Released onto a market dominated by science fiction 'creature features', the success of Terence Fisher's The Curse of Frankenstein (1957) revitalised and reinvented the ailing horror genre. Critics were horrified by the colourful blend of blood and sex, but the film was a huge commercial and artistic success.
Despite the success of Hammer's The Quatermass Xperiment (d. Val Guest, 1955) and X - The Unknown (d. Leslie Norman, 1956), and other studios' efforts like Devil Girl From Mars (d. David MacDonald, 1954) andFiend Without A Face (d. Arthur Crabtree, 1958), the science fiction genre belonged firmly to the Americans. Fisher's retelling of Mary Shelley's classic (which could itself be classed as science fiction) would prove to be Hammer's first successful foray into the closely related but temporarily stalled horror film market.
Fearing litigation by Universal, owners of the 'classic' 1930s and '40s films, Fisher had to rethink certain elements of the Frankenstein story.Universal were particularly protective of the Monster's image - the flat topped head, the electrodes (or bolts, as many people mistakenly assume) on the sides of the neck - and refused to allow its likeness to appear in other films. Make-up artist Phil Leakey returned to Mary Shelley's novel for inspiration, avoiding any resemblance to Jack Pierce's design for the Universal films. The Monster's new appearance was suitably gruesome. Played by Christopher Lee, it now seemed recognisably stitched together from assorted body parts.
Shot in colour, The Curse of Frankenstein proved a visceral retelling of Mary Shelley's story. Eyeballs, severed hands and surgical procedures are presented in a relatively unflinching style. At one point, the Monster is shot in the head and blood gushes from its wound. This approach distanced the film from Universal's monochrome, more suggestive horrors. The film was met with great enthusiasm by paying audiences, but alienated and horrified critics.
Another important departure from the established pattern of Frankenstein films was the emphasis on the Baron, played with cool, calculating brilliance by Peter Cushing, rather than his creation. It was Cushing who would return in subsequent films, not his ill-fated first attempt at creating life.

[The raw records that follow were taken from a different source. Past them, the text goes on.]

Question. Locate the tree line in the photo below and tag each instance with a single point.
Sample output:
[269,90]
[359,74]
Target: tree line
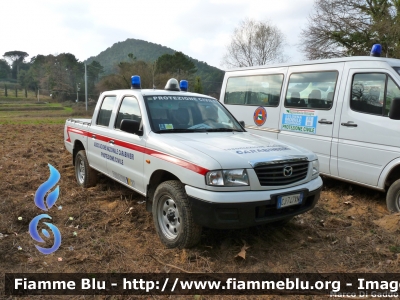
[59,75]
[62,75]
[335,28]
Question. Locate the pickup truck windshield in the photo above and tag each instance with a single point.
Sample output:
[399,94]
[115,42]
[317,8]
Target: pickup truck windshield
[168,114]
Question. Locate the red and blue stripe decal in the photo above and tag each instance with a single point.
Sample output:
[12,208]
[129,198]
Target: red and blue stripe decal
[164,156]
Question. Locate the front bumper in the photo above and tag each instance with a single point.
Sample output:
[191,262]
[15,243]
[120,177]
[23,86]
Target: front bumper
[235,214]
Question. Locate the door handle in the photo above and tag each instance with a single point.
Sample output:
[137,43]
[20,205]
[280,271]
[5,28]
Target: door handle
[349,124]
[324,121]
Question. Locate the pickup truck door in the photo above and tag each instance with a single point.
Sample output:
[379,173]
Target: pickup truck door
[308,112]
[99,135]
[367,137]
[254,98]
[128,148]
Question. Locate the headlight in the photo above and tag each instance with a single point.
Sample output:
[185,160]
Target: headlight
[227,178]
[315,168]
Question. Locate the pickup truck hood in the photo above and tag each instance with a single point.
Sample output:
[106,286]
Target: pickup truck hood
[231,149]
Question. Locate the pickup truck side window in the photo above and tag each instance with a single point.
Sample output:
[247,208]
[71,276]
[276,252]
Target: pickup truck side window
[311,90]
[372,93]
[392,91]
[258,90]
[106,108]
[129,109]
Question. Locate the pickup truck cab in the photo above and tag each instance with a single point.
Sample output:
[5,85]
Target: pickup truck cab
[342,109]
[192,160]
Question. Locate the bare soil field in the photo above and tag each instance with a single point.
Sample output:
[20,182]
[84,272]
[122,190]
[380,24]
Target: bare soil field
[107,229]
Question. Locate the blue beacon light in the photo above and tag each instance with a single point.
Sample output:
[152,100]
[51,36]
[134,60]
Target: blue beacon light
[135,80]
[184,85]
[376,50]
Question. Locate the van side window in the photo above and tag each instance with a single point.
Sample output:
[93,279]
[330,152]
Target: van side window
[392,91]
[106,108]
[261,90]
[129,109]
[372,93]
[311,90]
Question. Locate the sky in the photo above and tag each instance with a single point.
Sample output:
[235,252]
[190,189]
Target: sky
[201,29]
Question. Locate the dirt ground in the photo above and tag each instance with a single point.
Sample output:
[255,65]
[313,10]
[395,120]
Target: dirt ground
[107,229]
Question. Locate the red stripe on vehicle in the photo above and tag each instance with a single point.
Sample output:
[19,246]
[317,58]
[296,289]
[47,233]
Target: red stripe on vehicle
[160,155]
[177,161]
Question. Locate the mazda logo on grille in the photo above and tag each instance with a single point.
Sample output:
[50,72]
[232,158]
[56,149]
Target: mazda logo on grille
[287,171]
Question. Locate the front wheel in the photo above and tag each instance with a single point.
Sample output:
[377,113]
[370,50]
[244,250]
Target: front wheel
[85,175]
[393,197]
[173,216]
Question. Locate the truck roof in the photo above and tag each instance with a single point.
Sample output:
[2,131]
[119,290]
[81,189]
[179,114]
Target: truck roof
[149,92]
[391,61]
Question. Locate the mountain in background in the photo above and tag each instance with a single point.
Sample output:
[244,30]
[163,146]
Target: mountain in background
[211,77]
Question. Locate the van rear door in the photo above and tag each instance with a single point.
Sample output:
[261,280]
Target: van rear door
[308,113]
[367,137]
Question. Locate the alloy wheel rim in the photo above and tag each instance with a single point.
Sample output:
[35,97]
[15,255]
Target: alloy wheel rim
[169,218]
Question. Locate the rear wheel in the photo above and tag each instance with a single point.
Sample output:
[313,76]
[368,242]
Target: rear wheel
[173,217]
[393,197]
[85,175]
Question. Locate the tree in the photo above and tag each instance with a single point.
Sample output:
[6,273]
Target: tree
[4,69]
[198,88]
[254,43]
[16,58]
[340,28]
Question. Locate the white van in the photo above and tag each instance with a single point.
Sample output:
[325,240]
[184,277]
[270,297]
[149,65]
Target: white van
[341,109]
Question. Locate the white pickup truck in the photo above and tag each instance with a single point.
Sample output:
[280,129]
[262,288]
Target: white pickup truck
[192,160]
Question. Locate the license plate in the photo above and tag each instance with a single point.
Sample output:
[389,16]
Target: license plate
[289,200]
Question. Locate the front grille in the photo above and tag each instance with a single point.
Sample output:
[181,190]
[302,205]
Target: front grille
[273,174]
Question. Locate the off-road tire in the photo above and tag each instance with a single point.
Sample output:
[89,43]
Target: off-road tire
[173,216]
[393,197]
[85,175]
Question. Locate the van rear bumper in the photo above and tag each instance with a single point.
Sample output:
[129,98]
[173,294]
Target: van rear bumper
[234,215]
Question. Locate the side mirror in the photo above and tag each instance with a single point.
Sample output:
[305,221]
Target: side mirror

The Curse of Frankenstein was also the first horror film to feature Cushing and Christopher Lee together. This successful partnership would be repeated in Fisher's Dracula (1958), and soon became a regular feature of many British horror films.
MONTHLY FILM BULLETIN
THE BRITISH FILM INSTITUTE
Volume 24, No.281, June 1957, page 70
CURSE OF FRANKENSTEIN, THE (1957)
The brilliant Baron Victor Frankenstein, aided by Paul Krempe, begins the creation of a monster out of bits and pieces of bought or stolen corpses. Krempe's disgust reaches its height, however, when Victor murders a great scientist in order to use his brain, and he tries to dissuade Victor from proceeding with the experiment. In a struggle with Victor, Paul damages the brain, so that the monster - which Victor insists on completing - has violent criminal tendencies, and, prior to its own destruction, commits a series of brutal murders, for which Victor is condemned to death. Paul - by now in love with Victor's wife - refuses to corroborate Victor's plea that the guilt is the monster's and not his, and allows him to go to the guillotine.
The immense possibilities of the Frankenstein story have here been sacrificed by an ill-made script, poor direction and performance and, above all, a preoccupation with disgusting - not horrific - charnelry. On the credit side must be mentioned the excellent art direction and colour and some nicely horrific music.
The Monthly Film Bulletin was published by the British Film Institute between 1934 and 1991. Initially aimed at distributors and exhibitors as well as filmgoers, it carried reviews and details of all UK film releases. In 1991, the Bulletin was absorbed by Sight and Sound magazine.